Training configuration for different models

justinpinkney opened this issue 4 years ago · 3 comments

Hi! Really nice work, the examples are great. I was wondering if you had listed the training configuration somewhere, specifically which resolution layers your froze? I'm also wondering if you did any experiments with freezing different subsets of the modules within each conv?

For context I worked on the "post training" version of this method, i.e. swapping the trained layers form one model into another, see: https://arxiv.org/abs/2010.05334 When I was doing this work I thought that doing something like your freezeG approach might be a more direct way of getting the same effect. I tried a couple of runs myself at the time, but could never get good results (the network failed to learn to generate good images). Curious if you have any insight of things you tried which didn't work?

Answer 1 · 2021-04-27T23:28:28.000Z

Hi! Thanks for your interest. Unfortunately, I did not keep the full configuration of the experiments, but some important parameters that I used are

batch=8, use ADA
face2met: finetune_loc=2, iter=1000
cat2wild: finetune_loc=3, iter=3000

The numbers are not tuned, I simply chose fewer fine-tuning layers and iterations when the source and target domain is close. Freezing different submodules of the model rather than the entire styled-conv layer didn't work well in my case.

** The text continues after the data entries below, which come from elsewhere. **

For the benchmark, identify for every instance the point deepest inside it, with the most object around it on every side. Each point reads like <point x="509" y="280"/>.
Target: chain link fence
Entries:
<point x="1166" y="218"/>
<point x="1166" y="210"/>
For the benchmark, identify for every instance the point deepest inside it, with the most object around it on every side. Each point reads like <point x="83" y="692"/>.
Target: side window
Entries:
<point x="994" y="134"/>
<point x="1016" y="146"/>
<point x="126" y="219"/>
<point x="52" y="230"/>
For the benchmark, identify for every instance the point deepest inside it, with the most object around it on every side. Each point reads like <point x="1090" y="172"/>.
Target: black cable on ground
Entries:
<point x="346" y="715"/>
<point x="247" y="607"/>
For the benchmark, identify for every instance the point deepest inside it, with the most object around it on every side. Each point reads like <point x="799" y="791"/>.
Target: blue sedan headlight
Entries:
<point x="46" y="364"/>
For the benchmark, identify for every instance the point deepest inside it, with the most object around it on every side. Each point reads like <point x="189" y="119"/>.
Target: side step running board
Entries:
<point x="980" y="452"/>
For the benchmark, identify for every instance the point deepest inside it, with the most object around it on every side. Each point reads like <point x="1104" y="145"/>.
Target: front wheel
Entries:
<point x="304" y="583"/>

I actually tried the layer swapping method similar to yours as well but failed to make it work nicely. In my experience, the problem was the misalignment of input domains for the layers from different models, and I guess the smooth interpolation technique is crucial. (I really like the Disney-style cartoonification results btw)

Answer 2 · 2021-08-08T12:15:18.000Z

@bryandlee Could you tell me the configuration for the face_to_simpson? and I guess you used the default setting for the ADA, right?

Answer 3 · 2021-08-08T12:45:33.000Z

I don't have the exact parameters but it should be something like finetune_loc=3 or 4 and iter > 3000 with the default ADA setting. The dataset can be found here #2 (comment).